This doesn’t really bother me emotionally, but I think it’s a pretty dangerous fallacy to say that as you get older, things don’t hit you the way they did when you were younger. I hear this so frequently from all angles (lit, music, film, you name it), and to me it seems like nothing other than encouraging complacency. As I’ve aged, I feel the thrill of discovery less frequently for all the obvious reasons: I’ve seen similar things, I’ve seen better things, I have more context, etc. But I don’t suddenly find myself thinking that something or other would have affected me so much more deeply had I encountered it when I was a teenager. It might be associated with more traumatic memories, which has a certain indelible effect on the scribing of memory, but I don’t think the aesthetic experience was any more or less intense.

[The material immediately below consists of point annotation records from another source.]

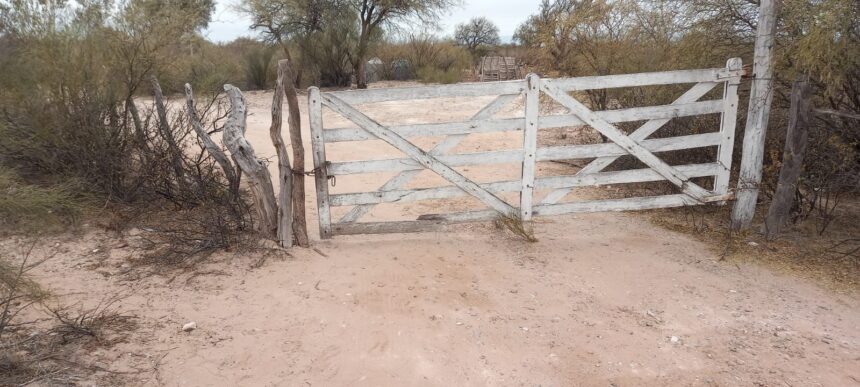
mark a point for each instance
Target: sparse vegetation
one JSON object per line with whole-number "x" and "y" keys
{"x": 31, "y": 207}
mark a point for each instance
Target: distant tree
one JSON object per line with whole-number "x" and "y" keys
{"x": 285, "y": 21}
{"x": 374, "y": 14}
{"x": 477, "y": 35}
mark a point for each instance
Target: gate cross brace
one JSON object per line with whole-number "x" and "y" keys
{"x": 647, "y": 129}
{"x": 630, "y": 145}
{"x": 416, "y": 153}
{"x": 450, "y": 142}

So I can only figure that people who say that they’re cut off from the intensity of early aesthetic experiences have either had their horizons narrowed sufficiently that they no longer are open to that which is novel to them, or, more likely, they’ve just become lax about finding those new things. And yes, it does get tougher, not just because deeper digging is required but because the criteria for fulfillment evolve, and it takes a fair bit of work to satisfy the absence of what Robert Musil describes in this passage:

Just as in dreams we are able to inject an inexplicable feeling that cuts through the whole personality into some happening or other, we are able to do this while awake–but only at the age of fifteen or sixteen, while still in school. Even at that age, as we all know, we live through great storms of feeling, fierce urgencies, and all kinds of vague experiences; our feelings are powerfully alive but not yet well defined; love and anger, joy and scorn, all the general moral sentiments, in short, go jolting through us like electric impulses, now engulfing the whole world, then again shriveling into nothing; sadness, tenderness, nobility, and generosity of spirit form the vaulting empty skies above us. And then what happens? From outside us, out of the ordered world around us, there appears a ready-made form–a word, a verse, a demonic laugh, a Napoleon, Caesar, Christ, or perhaps only a tear shed at a father’s grave–and the “work” springs into being like a bolt of lightning. This sophomore’s “work” is, as we too easily overlook, line for line the complete expression of what he is feeling, the most precise match of intention and execution, and the perfect blending of a young man’s experience with the life of the great Napoleon. It seems, however, that the movement from the great to the small is somehow not reversible. We experience it in dreams as well as in our youth: we have just given a great speech, with the last words still ringing in our ears as we awaken, when, unfortunately, they do not sound quite as marvelous as we thought they were. At this point we do not see ourself as quite the weightlessly shimmering phenomenon of that dancing prairie cock, but realize instead that we have merely been howling with much emotion at the moon.

And if it wasn’t an article of faith that the movement to the small yields equally visceral and more meaningful results than the easy transcendence of adolescent (and arrested-adolescent) poetic narcissism…I wouldn’t be writing here.